Each row of the components matrix, $C^T$, is a principal component, which is a mixture of the $p$ features measured in the dataset. Each row of the loadings matrix, $W$, provides a recipe for combining the $r$ components to approximately reconstruct a single datapoint (i.e. a row in $\mathbf{X}$). For example, if row $i$ of $W$ was $[1, 2, -1]$, then our estimate for row $i$ of $\mathbf{X}$ would be: $ \mathbf{c}_1 + 2 \mathbf{c}_2 - \mathbf{c}_3 $ where the $\mathbf{c}$’s are the top three components (the rows of $C^T$).

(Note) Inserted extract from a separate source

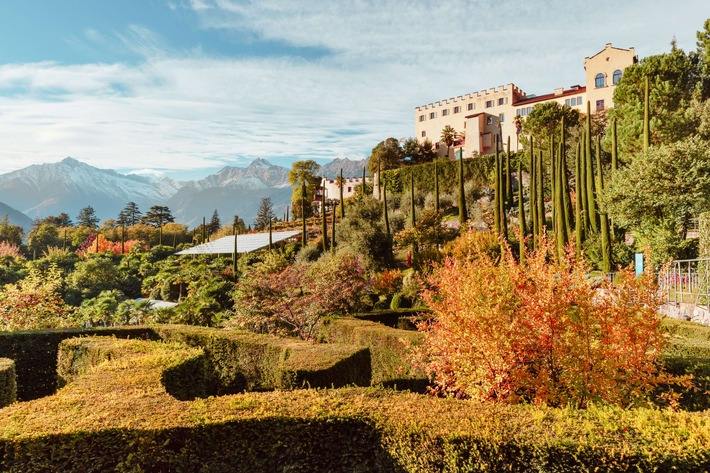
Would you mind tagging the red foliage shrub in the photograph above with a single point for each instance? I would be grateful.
(543, 332)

That is, our reconstruction for the data at row $i$, column $j$ is simply a linear combination of the components:

\[x_{ij} \approx \sum_{k=1}^r W_{ik} C_{jk}\]

An alternative optimization problem

As discussed above, a classic perspective is that PCA finds a set of directions (technically, a linear subspace) that maximizes the variance of the data once it is projected into that space. It turns out that this is equivalent to finding a linear subspace that minimizes the distance of the projection in a least-squares sense.^[3]

Two equivalent views of principal component analysis.

In this second perspective on PCA, we can find the top $r$ principal components $C$ by solving:

\[\begin{equation} \begin{aligned} & \underset{C}{\text{minimize}} & & \lVert \mathbf{X} - \mathbf{X} C C^T \lVert_F^2 \\ & \text{subject to} & & C^T C = I \end{aligned} \end{equation}\]

As before, the loadings are a $n \times r$ matrix holding the projected data ($W = \mathbf{X} C$), our reconstruction is a rank-$r$ matrix ($\mathbf{X} \approx \mathbf{X} C C^T = W C^T$). Above, $\lVert \cdot \lVert_F^2$ denotes the squared Frobenius norm, which sounds fancy,^[4] but it is just the sum of squared residuals:

\[\lVert \mathbf{X} - W C^T \lVert_F^2 = \sum_{i=1}^n \sum_{j=1}^p (x_{ij} - \sum_{k=1}^K W_{ik} C_{jk})^2\]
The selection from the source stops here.